The vagaries of family are sharply delineated in Deirdre O’Connor’s affecting new play. As in her Jailbait, a hit for Profiles last season, an unseen parent is a looming presence. But here the responsibilities are shifted; where in Jailbait the mother is the authority figure to be evaded by teenage Emmy and Claire, in Assisted Living Mom is the burden to be borne by adult daughter Anne.
Anne’s mother suffers from dementia; in the play’s opening scene, Anne’s interviewing for a new home health-care provider after mom bit the previous nurse. “Turns out that’s a dealbreaker for some people,” she tells Levi, the nervous young man applying for the job. The two stall for time, waiting for Anne’s less-than-reliable brother Jimmy to show up; by the time he does, the stammering, self-described “fuckup” Levi has won Anne over.
Anne, we learn, has given over the last decade or so of her life to the care of her ailing mother, having moved back into her childhood home, lost touch with friends and nearly given up on dating. Levi, who’s fallen out of his own social circle after getting sober, latches on to the mother and daughter as more than a job, to the chagrin of prodigal son Jimmy, who’s got developing family issues of his own.

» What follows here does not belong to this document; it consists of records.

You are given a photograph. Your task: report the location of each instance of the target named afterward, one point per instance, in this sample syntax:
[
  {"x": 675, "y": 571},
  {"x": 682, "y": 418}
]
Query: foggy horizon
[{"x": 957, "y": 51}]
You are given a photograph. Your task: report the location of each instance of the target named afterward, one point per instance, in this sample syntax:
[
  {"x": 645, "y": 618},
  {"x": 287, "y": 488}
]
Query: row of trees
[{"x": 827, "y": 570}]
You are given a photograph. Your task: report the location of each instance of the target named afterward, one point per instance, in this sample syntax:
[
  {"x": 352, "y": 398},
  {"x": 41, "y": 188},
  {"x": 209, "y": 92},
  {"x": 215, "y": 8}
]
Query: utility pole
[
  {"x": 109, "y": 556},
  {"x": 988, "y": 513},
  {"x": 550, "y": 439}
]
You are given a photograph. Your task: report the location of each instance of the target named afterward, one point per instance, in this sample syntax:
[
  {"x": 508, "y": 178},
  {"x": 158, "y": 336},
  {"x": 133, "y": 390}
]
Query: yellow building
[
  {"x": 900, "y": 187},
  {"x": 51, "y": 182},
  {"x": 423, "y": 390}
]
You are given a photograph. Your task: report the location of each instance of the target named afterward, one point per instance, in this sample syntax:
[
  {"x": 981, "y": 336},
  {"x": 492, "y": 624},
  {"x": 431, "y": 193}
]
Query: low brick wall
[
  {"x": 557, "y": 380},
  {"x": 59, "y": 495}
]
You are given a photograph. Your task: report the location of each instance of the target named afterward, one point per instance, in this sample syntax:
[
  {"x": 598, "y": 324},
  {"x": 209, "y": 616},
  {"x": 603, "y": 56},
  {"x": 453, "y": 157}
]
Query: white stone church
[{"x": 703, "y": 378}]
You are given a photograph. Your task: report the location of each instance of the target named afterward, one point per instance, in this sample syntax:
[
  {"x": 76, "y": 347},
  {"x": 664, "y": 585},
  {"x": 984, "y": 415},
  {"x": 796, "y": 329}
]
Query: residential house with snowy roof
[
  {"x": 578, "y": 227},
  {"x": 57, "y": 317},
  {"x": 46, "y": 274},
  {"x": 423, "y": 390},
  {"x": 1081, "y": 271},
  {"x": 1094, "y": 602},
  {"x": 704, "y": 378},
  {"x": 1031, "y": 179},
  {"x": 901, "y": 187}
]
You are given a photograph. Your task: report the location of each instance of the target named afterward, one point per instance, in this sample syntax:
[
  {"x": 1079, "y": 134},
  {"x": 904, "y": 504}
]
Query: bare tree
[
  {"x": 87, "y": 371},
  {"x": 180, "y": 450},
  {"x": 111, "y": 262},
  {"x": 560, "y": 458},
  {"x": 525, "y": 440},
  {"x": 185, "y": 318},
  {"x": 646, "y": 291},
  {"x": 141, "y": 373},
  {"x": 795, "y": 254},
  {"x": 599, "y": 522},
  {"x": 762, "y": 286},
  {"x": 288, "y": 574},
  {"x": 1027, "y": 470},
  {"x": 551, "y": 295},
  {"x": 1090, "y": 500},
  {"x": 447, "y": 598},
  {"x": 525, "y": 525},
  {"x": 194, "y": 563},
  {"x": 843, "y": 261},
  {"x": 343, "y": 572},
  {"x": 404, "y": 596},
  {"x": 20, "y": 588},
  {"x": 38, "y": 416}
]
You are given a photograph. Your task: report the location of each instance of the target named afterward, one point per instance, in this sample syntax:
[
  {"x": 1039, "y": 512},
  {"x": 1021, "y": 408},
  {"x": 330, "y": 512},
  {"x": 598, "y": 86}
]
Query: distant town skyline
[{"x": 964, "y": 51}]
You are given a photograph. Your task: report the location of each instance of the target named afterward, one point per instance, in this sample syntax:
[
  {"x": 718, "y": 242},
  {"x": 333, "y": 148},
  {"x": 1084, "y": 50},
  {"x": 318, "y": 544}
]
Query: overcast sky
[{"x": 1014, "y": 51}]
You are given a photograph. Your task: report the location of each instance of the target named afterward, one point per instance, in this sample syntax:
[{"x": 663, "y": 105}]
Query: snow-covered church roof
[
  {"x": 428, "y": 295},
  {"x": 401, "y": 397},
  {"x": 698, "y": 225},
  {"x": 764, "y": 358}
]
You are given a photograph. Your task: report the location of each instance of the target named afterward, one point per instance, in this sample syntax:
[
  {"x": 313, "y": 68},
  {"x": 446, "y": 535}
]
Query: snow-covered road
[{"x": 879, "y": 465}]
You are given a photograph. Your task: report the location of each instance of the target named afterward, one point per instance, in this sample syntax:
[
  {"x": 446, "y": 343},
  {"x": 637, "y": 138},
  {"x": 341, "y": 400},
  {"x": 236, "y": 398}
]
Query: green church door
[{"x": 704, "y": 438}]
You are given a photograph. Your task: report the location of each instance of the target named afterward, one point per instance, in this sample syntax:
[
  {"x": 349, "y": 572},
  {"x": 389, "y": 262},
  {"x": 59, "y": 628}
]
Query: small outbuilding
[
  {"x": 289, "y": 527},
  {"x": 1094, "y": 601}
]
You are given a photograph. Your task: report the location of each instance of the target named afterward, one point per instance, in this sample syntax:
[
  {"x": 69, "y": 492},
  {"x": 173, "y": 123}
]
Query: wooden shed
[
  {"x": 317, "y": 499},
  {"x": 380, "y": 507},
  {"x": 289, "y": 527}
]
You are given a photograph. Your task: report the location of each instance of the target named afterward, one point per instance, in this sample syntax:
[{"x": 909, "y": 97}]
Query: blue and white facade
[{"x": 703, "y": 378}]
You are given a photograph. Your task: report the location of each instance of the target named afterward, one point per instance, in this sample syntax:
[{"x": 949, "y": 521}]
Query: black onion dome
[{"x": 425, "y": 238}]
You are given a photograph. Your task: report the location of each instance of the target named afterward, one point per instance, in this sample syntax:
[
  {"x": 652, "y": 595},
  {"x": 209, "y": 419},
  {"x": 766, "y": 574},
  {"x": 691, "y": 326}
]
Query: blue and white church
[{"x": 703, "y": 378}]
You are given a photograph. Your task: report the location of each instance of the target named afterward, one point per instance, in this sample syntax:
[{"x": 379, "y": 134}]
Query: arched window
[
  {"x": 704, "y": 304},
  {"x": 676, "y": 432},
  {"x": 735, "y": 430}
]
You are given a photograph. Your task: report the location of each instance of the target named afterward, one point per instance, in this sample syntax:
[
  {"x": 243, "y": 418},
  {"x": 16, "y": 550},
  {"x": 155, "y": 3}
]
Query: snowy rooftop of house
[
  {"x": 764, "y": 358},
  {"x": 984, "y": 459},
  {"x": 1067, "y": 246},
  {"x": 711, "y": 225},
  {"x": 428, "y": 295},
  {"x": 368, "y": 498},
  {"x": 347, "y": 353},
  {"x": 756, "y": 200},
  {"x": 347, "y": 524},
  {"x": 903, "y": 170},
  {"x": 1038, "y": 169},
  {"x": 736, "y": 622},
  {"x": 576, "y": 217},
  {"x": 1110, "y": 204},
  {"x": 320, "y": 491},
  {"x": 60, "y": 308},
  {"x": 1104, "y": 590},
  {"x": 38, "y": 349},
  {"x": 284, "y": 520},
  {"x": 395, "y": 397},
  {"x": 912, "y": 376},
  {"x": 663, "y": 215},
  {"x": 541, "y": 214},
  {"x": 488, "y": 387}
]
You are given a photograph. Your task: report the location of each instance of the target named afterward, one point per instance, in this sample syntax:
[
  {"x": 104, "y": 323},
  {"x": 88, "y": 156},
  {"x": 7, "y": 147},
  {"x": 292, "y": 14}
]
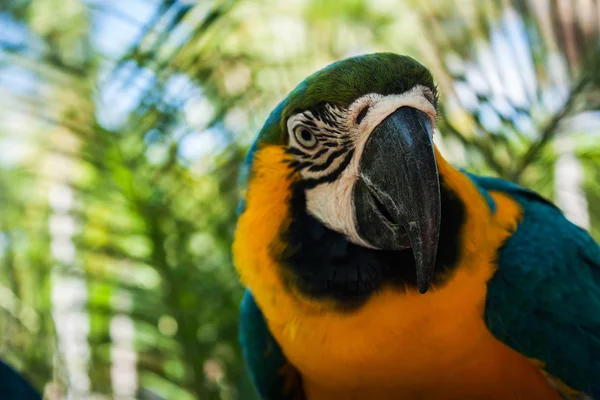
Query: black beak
[{"x": 397, "y": 196}]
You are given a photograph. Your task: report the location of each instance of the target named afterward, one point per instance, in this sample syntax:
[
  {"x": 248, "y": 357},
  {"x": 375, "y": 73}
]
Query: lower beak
[{"x": 397, "y": 196}]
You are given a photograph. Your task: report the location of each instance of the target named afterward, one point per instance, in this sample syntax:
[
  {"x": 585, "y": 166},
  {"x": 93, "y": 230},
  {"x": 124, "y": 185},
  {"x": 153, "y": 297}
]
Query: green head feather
[{"x": 343, "y": 82}]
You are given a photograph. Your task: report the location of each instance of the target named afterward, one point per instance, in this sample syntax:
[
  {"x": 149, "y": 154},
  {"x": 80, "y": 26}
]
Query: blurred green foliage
[{"x": 123, "y": 124}]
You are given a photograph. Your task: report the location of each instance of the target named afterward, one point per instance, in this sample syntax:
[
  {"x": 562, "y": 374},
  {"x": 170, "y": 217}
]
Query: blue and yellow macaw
[{"x": 376, "y": 270}]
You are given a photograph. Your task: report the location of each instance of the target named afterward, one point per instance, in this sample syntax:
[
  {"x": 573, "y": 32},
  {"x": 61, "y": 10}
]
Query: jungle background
[{"x": 123, "y": 124}]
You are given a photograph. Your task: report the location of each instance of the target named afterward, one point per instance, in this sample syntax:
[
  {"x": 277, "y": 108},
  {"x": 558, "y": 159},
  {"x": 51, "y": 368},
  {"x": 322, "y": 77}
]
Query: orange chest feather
[{"x": 399, "y": 341}]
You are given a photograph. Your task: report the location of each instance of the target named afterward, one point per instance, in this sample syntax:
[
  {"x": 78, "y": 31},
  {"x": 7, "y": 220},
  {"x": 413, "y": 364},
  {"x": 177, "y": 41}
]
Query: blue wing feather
[
  {"x": 263, "y": 357},
  {"x": 544, "y": 300}
]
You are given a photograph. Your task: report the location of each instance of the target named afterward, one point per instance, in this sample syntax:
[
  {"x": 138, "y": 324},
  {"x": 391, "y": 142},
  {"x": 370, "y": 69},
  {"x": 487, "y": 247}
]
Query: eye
[
  {"x": 305, "y": 137},
  {"x": 362, "y": 114},
  {"x": 428, "y": 94}
]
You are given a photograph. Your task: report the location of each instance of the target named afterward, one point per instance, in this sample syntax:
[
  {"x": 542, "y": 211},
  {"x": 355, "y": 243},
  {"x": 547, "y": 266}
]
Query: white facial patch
[{"x": 331, "y": 202}]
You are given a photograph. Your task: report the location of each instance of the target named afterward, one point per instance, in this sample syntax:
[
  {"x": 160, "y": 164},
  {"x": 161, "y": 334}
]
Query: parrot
[{"x": 374, "y": 269}]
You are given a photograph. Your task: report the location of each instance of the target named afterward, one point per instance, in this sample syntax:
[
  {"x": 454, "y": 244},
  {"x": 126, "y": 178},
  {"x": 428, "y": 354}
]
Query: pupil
[{"x": 306, "y": 135}]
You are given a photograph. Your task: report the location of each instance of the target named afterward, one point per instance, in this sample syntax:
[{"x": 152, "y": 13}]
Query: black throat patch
[{"x": 322, "y": 264}]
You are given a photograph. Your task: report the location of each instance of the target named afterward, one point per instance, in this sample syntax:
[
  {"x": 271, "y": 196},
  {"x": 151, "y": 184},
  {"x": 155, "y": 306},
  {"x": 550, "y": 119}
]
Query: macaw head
[{"x": 352, "y": 147}]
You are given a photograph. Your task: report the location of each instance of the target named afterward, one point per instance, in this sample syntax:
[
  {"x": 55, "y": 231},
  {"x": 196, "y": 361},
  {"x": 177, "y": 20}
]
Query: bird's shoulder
[
  {"x": 271, "y": 373},
  {"x": 544, "y": 299}
]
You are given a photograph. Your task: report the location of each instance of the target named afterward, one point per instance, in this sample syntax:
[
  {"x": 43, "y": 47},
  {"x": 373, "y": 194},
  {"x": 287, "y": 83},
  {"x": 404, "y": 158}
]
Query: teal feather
[
  {"x": 263, "y": 356},
  {"x": 544, "y": 300}
]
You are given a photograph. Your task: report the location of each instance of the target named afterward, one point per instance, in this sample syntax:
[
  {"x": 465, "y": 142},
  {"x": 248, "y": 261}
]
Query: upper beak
[{"x": 397, "y": 196}]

Stacy Stoltz and Layne Manzer convincingly excavate a lifetime’s worth of sibling resentments, brought to the surface by their mother’s latest health crisis. Stoltz brings tremendous nuance to the way Anne’s crushing sense of obligation serves double duty as shelter from living her own life, while Manzer strikes honest notes as the man-child struggling under the weight of parental expectations and disappointments. Jordan Stacey’s Levi is mannered but charming, though he plays his hand too soon, telegraphing his character’s entire arc almost in his first scene.